Its setup may be as old as the hills—guy kidnaps girl, they butt heads; before you know it, they’re head over heels—but there’s something quite different about Buffalo ’66, the directorial debut of model-turned-filmmaking-maverick Vincent Gallo (also starring as Billy). Since wowing at Sundance in January of ’98, the picture has been hailed—rightly so—as a benchmark of nineties America cinema. Gallo’s disreputable conduct over the last couple of decades may’ve soured its reputation to some degree, but its delicate, stirring power remains unspoiled.

Once the rudiments of the kidnapping are out of the way, we’re thrust into an idiosyncratic world where events seem to materialise with minimal rhyme or reason—but worry not, for there is shrewd dexterity at work in Gallo’s writing: much like his fiercely independent forefathers (Altman, Cassavetes, Malik), he invites us to evaluate the subtext and fill in the blanks for ourselves. The biggest blank is Layla, performed with just the right fusion of naïveté and sexual prowess by Ricci. With her glistening eyeshadow, Dorothy heels, and heaving bosom, she’s a barely-legal Barbie doll in search of an identity. We get the sense that something’s missing from her life and that this, her abduction, is the adventure she’s been aching for. It would explain why she doesn’t put up much of a struggle when Billy snatches her, and why she’s never particularly bothered by his initial threats of violence. She’s eager to please—to the point of near-total submission—and largely does as she is told. (Turns out this was mirrored in reality, with Gallo gloating after the fact about treating his young co-lead “like a puppet” on set. What a charmer.)
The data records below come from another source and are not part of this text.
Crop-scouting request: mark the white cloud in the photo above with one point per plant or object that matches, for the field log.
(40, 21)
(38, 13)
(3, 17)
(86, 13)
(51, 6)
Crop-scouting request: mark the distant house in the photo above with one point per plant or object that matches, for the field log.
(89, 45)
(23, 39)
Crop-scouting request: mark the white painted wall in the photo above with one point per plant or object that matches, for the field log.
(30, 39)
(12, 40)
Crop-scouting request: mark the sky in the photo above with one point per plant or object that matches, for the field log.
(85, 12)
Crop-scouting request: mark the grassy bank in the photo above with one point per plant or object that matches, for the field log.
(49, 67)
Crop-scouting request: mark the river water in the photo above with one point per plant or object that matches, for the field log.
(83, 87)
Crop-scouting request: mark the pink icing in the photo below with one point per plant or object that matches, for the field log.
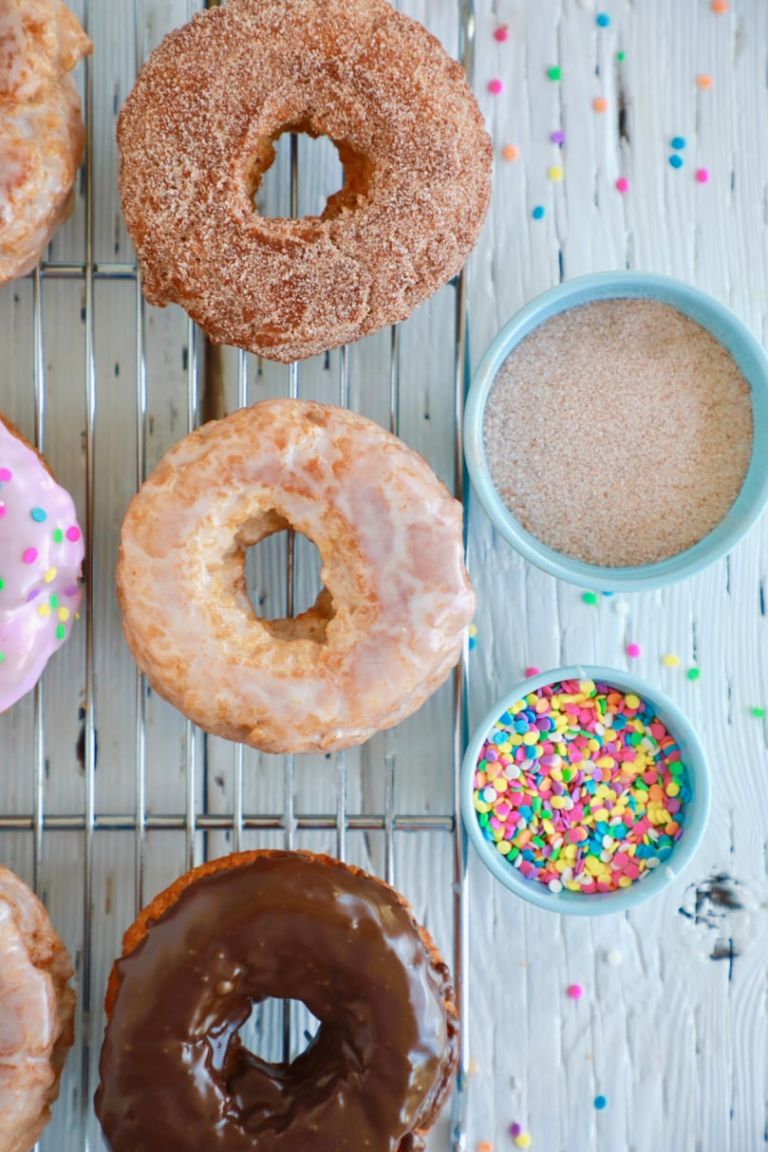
(40, 561)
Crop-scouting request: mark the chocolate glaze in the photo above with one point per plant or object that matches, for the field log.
(174, 1073)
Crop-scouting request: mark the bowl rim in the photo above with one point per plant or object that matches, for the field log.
(705, 310)
(599, 903)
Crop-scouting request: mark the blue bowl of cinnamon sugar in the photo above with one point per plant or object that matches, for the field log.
(616, 431)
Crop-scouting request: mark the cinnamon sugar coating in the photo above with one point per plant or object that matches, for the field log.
(196, 136)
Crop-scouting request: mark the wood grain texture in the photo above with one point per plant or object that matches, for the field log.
(676, 1033)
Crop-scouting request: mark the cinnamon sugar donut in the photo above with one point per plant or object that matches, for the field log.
(175, 1074)
(37, 1009)
(196, 136)
(40, 126)
(388, 624)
From Layla’s perspective, it isn’t hard to envision that it was love at first sight. For all of his faults, Billy—blue-eyed and floppy-haired—has the exact type of bedraggled, punk-rock allure that sends women crazy. By the second act, it is clear that she’s besotted. But as Billy’s contempt for her gives way to mild annoyance and, eventually, affection, it’s apparent that he needs Layla far more than she needs him. He’s a man-child, a lost little boy. Belligerent, oversensitive, and destined for failure. In Layla, though, he could well have found his salvation.

The centrepiece of the tale is Billy’s encounter with his parents: they have no idea he’s been locked up, so he lies about a lucrative job, fancy hotels, and marrying Layla (or “Wendy”, as he christens her). Equal parts discomfiting and laugh-out-loud hilarious, it’s a wonderfully intuitive set-piece that’ll bring to mind the inescapable dread of returning to one’s roots for anyone with a dysfunctional family. His ’rents are grotesque: Dad (Ben Gazzara) grunts and scowls his way through dinner, while Mom—played with astonishing verve by Anjelica Huston—is more interested in the football game on TV than anything her son has to say. They coo and fawn over their make-believe daughter-in-law, but choose to treat their only child with disdain and, worse still, indifference. (His mother elicits an iota of sympathy from us, her daffy demeanour a possible hint at psychosis or Alzheimer’s.) In the end, it’s painfully clear why Billy is the way he is: he spent his childhood feeling inadequate—and invisible—and now, all grown up, he’s desperate to prove himself . . . and for somebody, just once, to pay attention.

Shot by Lance Acord (Spike Jonze’s go-to) on 35mm reversal stock, the pic’s visuals—washed-out at times, luminous at others—are a distinguishable character all their own, evoking the fuzzy-warm embrace of a vintage home movie or a well-thumbed Polaroid. Sprinkled with inventive little touches (a solemn spotlight appearing on Ricci, for instance, as she breaks into an impromptu tap dance), Acord’s work imbues the film with a dreamy air of timelessness.

Ultimately, it is the sweet final stretch—staged within the walls of a motel bedroom—that lingers: first, Gallo and Ricci lying awkwardly in bed . . . tentative, with spines turned . . . then, at last, holding each other, Ricci pulling Gallo into her bosom like a mother cradling her infant. It’s a tender, wordless moment that says more than dialogue ever could. Then, when Billy goes to buy a hot chocolate for Layla, the way he refers to her as his “girlfriend”—with a proud beam and the swagger of a teenager—is a soul-stirring sight to behold. For once he isn’t lying. He really means it.

Billy’s in love, and it’s beautiful.